Charlize Theron is quickly developing a knack for playing cold hearted b*tch characters as demonstrated in my previous review of Snow White and the Huntsman and February's Young Adult. With Prometheus it was much of the same as she was the representative of the Weyland Corporation to oversee the whole project and make sure it was done right. I quite enjoyed Idris Elba's nobel, laid back captain. Wasn't much to him, he was just there, like the audience, along for the ride. Logan Marshall-Green played Shaw's husband (?) and fellow archaeologist and good folly to Shaw's own beliefs, despite looking for the same thing. Another notable contribution was Guy Pearce's two minute appearance as an elderly Peter Weyland, I'd go into more detail but that would spoil the surprise.
Where the film perhaps lost a couple of marks was in its pacing. For much of the first and second act it was this slow, drawn out, ponderous journey - which to its credit looked pretty stunning in 3D - without much true sense of dread.
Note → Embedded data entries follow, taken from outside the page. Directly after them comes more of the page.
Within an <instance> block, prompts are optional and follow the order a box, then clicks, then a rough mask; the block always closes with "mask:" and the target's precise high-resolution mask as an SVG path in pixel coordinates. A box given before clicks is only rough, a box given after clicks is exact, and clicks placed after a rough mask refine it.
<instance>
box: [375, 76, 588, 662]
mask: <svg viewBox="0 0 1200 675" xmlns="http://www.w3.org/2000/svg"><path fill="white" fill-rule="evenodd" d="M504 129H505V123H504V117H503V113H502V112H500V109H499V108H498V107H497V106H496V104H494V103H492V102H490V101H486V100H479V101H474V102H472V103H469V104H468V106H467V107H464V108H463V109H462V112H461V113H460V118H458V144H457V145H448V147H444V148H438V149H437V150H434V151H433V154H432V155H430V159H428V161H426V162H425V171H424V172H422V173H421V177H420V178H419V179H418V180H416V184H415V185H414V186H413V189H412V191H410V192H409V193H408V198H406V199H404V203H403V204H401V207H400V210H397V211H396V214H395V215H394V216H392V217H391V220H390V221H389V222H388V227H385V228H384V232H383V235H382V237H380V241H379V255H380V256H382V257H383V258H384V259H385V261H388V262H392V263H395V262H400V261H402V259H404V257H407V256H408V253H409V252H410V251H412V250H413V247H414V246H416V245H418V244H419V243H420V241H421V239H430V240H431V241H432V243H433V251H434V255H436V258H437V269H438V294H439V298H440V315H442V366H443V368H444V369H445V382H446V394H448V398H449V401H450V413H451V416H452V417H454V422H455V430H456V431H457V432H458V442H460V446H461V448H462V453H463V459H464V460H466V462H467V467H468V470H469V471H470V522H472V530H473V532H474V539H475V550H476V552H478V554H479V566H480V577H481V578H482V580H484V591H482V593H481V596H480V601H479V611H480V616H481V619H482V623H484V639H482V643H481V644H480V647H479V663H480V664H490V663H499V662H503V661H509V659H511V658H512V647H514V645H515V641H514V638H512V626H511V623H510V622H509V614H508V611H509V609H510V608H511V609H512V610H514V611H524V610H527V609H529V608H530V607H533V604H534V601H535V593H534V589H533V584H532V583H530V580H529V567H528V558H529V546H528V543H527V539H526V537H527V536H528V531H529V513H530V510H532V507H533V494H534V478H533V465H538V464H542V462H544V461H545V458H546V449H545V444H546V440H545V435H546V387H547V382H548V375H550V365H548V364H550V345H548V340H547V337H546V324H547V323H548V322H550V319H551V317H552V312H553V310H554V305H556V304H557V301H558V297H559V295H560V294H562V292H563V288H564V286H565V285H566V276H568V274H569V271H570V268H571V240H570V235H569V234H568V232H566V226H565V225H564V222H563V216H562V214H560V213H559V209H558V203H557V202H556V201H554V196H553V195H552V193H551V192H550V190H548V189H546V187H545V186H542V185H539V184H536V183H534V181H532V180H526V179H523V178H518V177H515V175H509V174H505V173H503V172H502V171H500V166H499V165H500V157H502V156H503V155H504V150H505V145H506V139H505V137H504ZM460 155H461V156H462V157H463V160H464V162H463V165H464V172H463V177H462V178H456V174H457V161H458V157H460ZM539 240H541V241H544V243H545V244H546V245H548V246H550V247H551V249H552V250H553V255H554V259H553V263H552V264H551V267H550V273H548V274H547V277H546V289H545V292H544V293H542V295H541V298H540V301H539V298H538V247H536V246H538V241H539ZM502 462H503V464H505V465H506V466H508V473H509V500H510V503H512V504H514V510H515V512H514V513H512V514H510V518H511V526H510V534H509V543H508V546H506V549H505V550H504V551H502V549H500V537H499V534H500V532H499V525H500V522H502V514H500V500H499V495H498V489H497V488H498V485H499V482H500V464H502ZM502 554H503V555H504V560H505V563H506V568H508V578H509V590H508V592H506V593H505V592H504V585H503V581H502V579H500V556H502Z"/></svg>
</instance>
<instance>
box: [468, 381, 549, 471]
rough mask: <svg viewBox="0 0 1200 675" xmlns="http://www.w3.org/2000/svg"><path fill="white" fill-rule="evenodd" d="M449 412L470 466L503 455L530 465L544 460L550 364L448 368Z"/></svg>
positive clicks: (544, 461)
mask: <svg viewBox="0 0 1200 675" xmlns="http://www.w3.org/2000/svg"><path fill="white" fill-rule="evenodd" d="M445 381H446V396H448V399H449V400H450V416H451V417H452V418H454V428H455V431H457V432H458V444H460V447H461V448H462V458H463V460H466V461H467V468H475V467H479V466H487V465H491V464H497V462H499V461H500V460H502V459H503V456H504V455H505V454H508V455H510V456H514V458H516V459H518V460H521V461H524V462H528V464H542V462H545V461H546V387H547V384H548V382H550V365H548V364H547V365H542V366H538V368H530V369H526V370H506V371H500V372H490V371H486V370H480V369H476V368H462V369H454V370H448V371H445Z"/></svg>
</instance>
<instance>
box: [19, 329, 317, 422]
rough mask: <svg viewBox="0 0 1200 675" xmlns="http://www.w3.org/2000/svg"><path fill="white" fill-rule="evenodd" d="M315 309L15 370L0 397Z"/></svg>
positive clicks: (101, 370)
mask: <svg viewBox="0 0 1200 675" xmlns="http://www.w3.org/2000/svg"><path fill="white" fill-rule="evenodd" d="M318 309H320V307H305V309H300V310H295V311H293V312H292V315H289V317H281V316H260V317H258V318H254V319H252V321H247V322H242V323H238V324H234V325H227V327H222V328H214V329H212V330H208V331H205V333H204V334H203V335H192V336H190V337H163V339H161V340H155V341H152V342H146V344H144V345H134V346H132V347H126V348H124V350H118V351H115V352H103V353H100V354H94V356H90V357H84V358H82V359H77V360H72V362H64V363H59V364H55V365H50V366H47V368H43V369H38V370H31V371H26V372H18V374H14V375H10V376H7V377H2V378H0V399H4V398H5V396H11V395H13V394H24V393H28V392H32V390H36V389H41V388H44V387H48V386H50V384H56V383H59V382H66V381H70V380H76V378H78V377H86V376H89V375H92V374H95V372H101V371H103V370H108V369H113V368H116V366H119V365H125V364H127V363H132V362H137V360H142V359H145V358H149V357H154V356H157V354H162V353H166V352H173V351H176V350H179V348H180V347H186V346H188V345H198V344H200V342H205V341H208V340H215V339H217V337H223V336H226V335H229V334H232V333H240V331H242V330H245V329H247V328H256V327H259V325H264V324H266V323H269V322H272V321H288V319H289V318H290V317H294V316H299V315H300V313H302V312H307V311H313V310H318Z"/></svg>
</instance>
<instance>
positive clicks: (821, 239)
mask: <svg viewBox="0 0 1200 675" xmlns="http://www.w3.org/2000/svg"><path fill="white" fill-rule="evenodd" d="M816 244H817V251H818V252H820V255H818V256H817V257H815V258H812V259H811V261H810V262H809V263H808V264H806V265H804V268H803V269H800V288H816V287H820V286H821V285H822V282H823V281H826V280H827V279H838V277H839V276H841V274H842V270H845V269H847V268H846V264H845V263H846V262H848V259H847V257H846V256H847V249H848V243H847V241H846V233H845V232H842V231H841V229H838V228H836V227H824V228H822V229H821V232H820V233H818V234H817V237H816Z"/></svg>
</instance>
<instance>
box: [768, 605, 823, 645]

Then when the horror and monsters descended suddenly it reverted to the survival horror format we've experienced many times before, and in my mind it cheapened the experience slightly, as if Scott felt he had done his different thing for two thirds of the film and decided to remind people at the end; oh yeah there's aliens in this too. I can't deny though the film's final scene left me smiling and put a new perspective on the next time you watch Alien and Aliens...and Alien 3 and Resurrection if you feel you must.
The visual effects were unsurprisingly stunning and the set designs inspired by H.R. Giger's vision on the original Alien films lent itself well to the aesthetics of the mysterious world Prometheus found itself in. Marc Streitenfeld's score was a curious creation though and in many ways refreshing for a film like this. It would've been easy to drown the film in Zimmer-like drones ala Inception, but instead he opted for something more hopeful his main theme. Don't sigh when I say it wouldn't sound totally out of place placed in a Star Trek film, this feeling of 'boldy going where no man has gone before.' If you haven't seen the film yet YouTube the main theme of the score and you'll see what I mean.
After all is said and done Prometheus' hype probably transcended the film itself. Strip the hype away and in the long term I feel Scott accomplished what he originally set out to do. He wanted to create a new mythology set in the same universe he created, not rehash the same thing all over again. Prometheus is a sci-fi film drenched in philosophical ambiguity (rather than caustic survival horror) that the Alien films would never have dared to tackle, and will leave you trying to dissect everything about it for long after. For better or worse that isn't for me to decide.
Prometheus is in cinemas across the UK now.